From the magazine

The vanished glamour of New York nightlife

Booze, coke, models, parties… Mark Ronson’s vivid account of DJing in the 1990s is a celebration of a lost world

Peter Hoskin
Mark Ronson at the launch of his book in New York.  Getty Images
EXPLORE THE ISSUE 04 October 2025
issue 04 October 2025

Mark Ronson has one of the finest heads of hair in all showbusiness. The music producer’s coiffure is a dark, whipped and quiffed thing that makes it look as though he naturally belongs on a Vespa in Capri, being ogled by the belle ragazze as he scoots on by. As a cultural object, it certainly surpasses the Oscar he won for the songs in that Lady Gaga remake of A Star is Born; it probably equals his Barbie soundtrack; and maybe even approaches the hits he made with and for Amy Winehouse.

But it wasn’t always like that. Back in the 1990s, Ronson’s hair was a standard-issue crop, while he was a gawky young club DJ looking to make it in New York. It’s this scene that he writes about in his memoir Night People, not the fame and accolades that would follow. He calls it ‘the Mark Ronson book nobody asked for’ in the acknowledgements at the back, adding: ‘What, no Amy?!’

Honestly, I turned to those acknowledgements after just a few sentences. My suspicions had been aroused, you see. The book’s first paragraph was an evocative description of a house party at 2 a.m., where ‘the diehards are smoking cigarettes like it’s still 1999, ashing into a cereal bowl that’s been sacrificed for the occasion’ – and I wanted to check whether Ronson had used a ghostwriter, as celebrities so often do. Sometimes you can divine the truth from the nods and thanks in the back matter.
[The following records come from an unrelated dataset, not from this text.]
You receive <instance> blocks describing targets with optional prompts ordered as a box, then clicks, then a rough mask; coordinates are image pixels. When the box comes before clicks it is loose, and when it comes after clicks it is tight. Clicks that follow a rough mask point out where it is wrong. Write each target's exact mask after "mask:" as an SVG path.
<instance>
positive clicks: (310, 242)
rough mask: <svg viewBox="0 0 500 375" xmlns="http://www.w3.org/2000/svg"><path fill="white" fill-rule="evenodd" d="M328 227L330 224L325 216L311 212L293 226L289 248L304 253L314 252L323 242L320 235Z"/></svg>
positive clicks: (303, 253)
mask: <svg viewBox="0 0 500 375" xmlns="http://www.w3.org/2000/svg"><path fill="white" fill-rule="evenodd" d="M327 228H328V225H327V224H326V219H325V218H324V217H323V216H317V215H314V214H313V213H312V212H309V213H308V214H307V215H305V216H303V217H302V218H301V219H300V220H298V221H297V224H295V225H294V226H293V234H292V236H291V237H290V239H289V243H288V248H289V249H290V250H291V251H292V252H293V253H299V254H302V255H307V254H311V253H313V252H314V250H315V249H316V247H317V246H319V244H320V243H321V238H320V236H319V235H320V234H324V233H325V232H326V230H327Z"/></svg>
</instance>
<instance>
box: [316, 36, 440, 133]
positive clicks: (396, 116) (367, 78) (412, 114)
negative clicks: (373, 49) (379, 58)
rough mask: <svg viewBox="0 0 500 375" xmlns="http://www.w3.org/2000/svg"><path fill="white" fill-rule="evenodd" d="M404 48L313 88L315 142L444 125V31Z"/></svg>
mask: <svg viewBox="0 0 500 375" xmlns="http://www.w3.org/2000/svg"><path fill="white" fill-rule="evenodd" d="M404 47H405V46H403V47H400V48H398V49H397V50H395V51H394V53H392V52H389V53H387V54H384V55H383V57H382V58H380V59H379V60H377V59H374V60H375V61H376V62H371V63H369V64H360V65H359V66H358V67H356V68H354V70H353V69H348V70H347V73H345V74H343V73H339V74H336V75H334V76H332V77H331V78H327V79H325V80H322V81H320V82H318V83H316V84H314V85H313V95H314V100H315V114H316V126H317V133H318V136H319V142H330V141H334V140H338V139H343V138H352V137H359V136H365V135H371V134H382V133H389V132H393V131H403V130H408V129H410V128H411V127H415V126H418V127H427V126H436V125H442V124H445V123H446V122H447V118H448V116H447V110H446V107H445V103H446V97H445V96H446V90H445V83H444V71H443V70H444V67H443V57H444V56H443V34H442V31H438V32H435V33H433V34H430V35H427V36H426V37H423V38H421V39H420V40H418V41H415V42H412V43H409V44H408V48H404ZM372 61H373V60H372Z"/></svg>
But, no, I don’t think he did; at least not beyond a bit of polishing, perhaps. Night People appears to be Ronson’s text – and it’s really good. Nobody asked for it, but plenty of people should buy it, whether they’re interested in DJing or not.

If that sounds patronising, it’s not meant to – it’s actually just raw envy on my part. Judging from this book, Ronson had a blast in the 1990s. From hanging out with his childhood friend Sean, John Lennon’s son, to rooting around record shops for obscure hip-hop, disco and funk releases. From hustling as a ‘gigging bar DJ’ to presiding over dancefloors occupied by ‘Mike Tyson, Wesley Snipes and Leonardo DiCaprio, a young rap fanatic’. Booze. Coke. Models. Parties. Night People is no cautionary tale; it’s a celebration. It reads like a Bret Easton Ellis book in which almost everyone is nice and balanced.

Not that Ronson is blind to the preposterousness of much of his old life, nor to its rougher edges. He just doesn’t make a big deal of it. Potentially tricky subjects such as class and race are dealt with – ‘Jewish DJs played for black promoters, DJs played for Jewish promoters, and we all hung tough’ – and then moved on from; not, you feel, out of evasiveness, but because Ronson and his book are more interested in the cultural scene than in causing a scene. It’s the music that motivates him.

There are times, however, when this approach does leave you wanting more. After all, Ronson wasn’t the only person chrysalising in New York at the time. Night People contains a couple of tantalising references to Donald Trump and, separately, his daughter Ivanka (‘an underage blonde with exceptionally well-ironed hair’) showing up at parties – but neglects to go into details.

Elsewhere, Ronson recalls performing at events hosted by the since-disgraced Puff Daddy where he’d see ‘people like Muhammad Ali, Martha Stewart, Denzel and the Duchess of York all mingling’. He adds nothing else about Her Royal Ferginess, but perhaps this reflects the DJ’s lot: always overlooking the crowd, never actually joining it.

Otherwise, the only problem with Night People is that you may end up believing – tragically – that its swagger and cool has somehow rubbed off on you. I realised too late, while nerdily constructing an online playlist of every song mentioned in the book, that I was only proving the point of its final chapter. That whole scene no longer exists.

It used to take years of accumulated expertise and hours of crate-digging to discover tracks such as Weldon Irvine’s ‘We Gettin’ Down’ or Tom Scott’s ‘The Honeysuckle Breeze’, whereas now any old tourist can dial them up within seconds on their phone. Even in the best cases – and the nightlife in 1990s New York really does sound like one of the best cases – subcultures can only ever hope to explode into the wider culture before burning out. 

Which is why it’s astounding that Ronson himself shows no signs of burnout, despite what he put his brain and body through all those years ago. Amy Winehouse’s best songs, the Barbie soundtrack, an Oscar, Grammies, a great wardrobe, exquisite hair… and now, we discover, he’s a fine writer and cultural tour guide too? As some kid once said of Charlie Brown, how I hate him.